No compensation, no insurance

Md Tafijul Haque, a stone importer at Banglabandha said that there are three types of workers at the stone crushing fields. Importers bring in hundreds of tones boulder stones from India and Bhutan through the land port. “There are four to five hundred big trucks coming to the port every day, carrying 25 tons on each vehicle,” he said. He said that the first set of workers just unload the stores. “Small accidents are normal in this job. Sometimes the heavy stones slip from their hands. Head injures are the most common.” He said that now-a-days the Indian trucks have hydraulic systems to unload the stones. These unloaders have a welfare association that takes care of their rights. “If a worker sustains an injury then they get a small amount from the association for treatment. We provide a sum.” The second set of workers are the stone crushing machine operators called ‘Drivers’ who earn better than unloaders. Drivers are taken care of by the machine owners. The most unfortunate are the third set, the daily workers, who crush stones and directly inhale the silica laced dust.

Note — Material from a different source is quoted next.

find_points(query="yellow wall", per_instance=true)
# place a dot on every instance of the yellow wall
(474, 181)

They are not under and insurance coverage and do not have a any from of safety net if an accident happens of if they get ill. These day to day contractual workers are the most vulnerable because they have no unions or welfare associations. They come from all over the country looking for work and sometimes work by crushing stones and sometimes by collecting stones from Mohananda river. They are mostly fishermen from the area, who have no safety net when it comes to the stone crushing work.